JudgeRank: Leveraging Large Language Models for Reasoning-Intensive Reranking

Tong Niu,Shafiq Joty,Ye Liu,Caiming Xiong,Yingbo Zhou,Semih Yavuz
2024-11-01
Abstract:Accurate document retrieval is crucial for the success of retrieval-augmented generation (RAG) applications, including open-domain question answering and code completion. While large language models (LLMs) have been employed as dense encoders or listwise rerankers in RAG systems, they often struggle with reasoning-intensive tasks because they lack nuanced analysis when judging document relevance. To address this limitation, we introduce JudgeRank, a novel agentic reranker that emulates human cognitive processes when assessing document relevance. Our approach consists of three key steps: (1) query analysis to identify the core problem, (2) document analysis to extract a query-aware summary, and (3) relevance judgment to provide a concise assessment of document relevance. We evaluate JudgeRank on the reasoning-intensive BRIGHT benchmark, demonstrating substantial performance improvements over first-stage retrieval methods and outperforming other popular reranking approaches. In addition, JudgeRank performs on par with fine-tuned state-of-the-art rerankers on the popular BEIR benchmark, validating its zero-shot generalization capability. Through comprehensive ablation studies, we demonstrate that JudgeRank's performance generalizes well across LLMs of various sizes while ensembling them yields even more accurate reranking than individual models.
Computation and Language,Artificial Intelligence
What problem does this paper attempt to address?

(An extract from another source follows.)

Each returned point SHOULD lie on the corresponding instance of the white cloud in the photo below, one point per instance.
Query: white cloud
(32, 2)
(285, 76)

The problem that this paper attempts to solve is how to improve the accuracy of document reranking in information retrieval systems, especially when dealing with tasks that require complex reasoning. Specifically, existing large - language models (LLMs), when used as dense encoders or list - style rerankers, perform well on many tasks, but poorly on tasks that require detailed analysis to judge document relevance. This is because these models lack the ability to perform subtle analysis of document relevance. To address this limitation, the paper proposes **JUDGE RANK**, a novel proxy - based reranking method that aims to mimic the cognitive process of humans in evaluating document relevance. The JUDGE RANK method consists of three key steps: 1. **Query Analysis**: Identify the core issues of the query. 2. **Document Analysis**: Extract document summaries related to the query. 3. **Relevance Judgment**: Provide a concise assessment of document relevance. Through these steps, JUDGE RANK can go beyond superficial lexical matching and use deeper semantic understanding to improve the accuracy of reranking. The paper evaluated JUDGE RANK on the BRIGHT benchmark, which is a benchmark specifically designed to evaluate complex reasoning abilities in generative retrieval tasks. The experimental results show that JUDGE RANK performs significantly better than existing first - stage retrieval methods and other popular reranking methods on the BRIGHT benchmark. In addition, the performance of JUDGE RANK on the BEIR benchmark is also comparable to that of the state - of - the - art rerankers after fine - tuning, verifying its zero - shot generalization ability.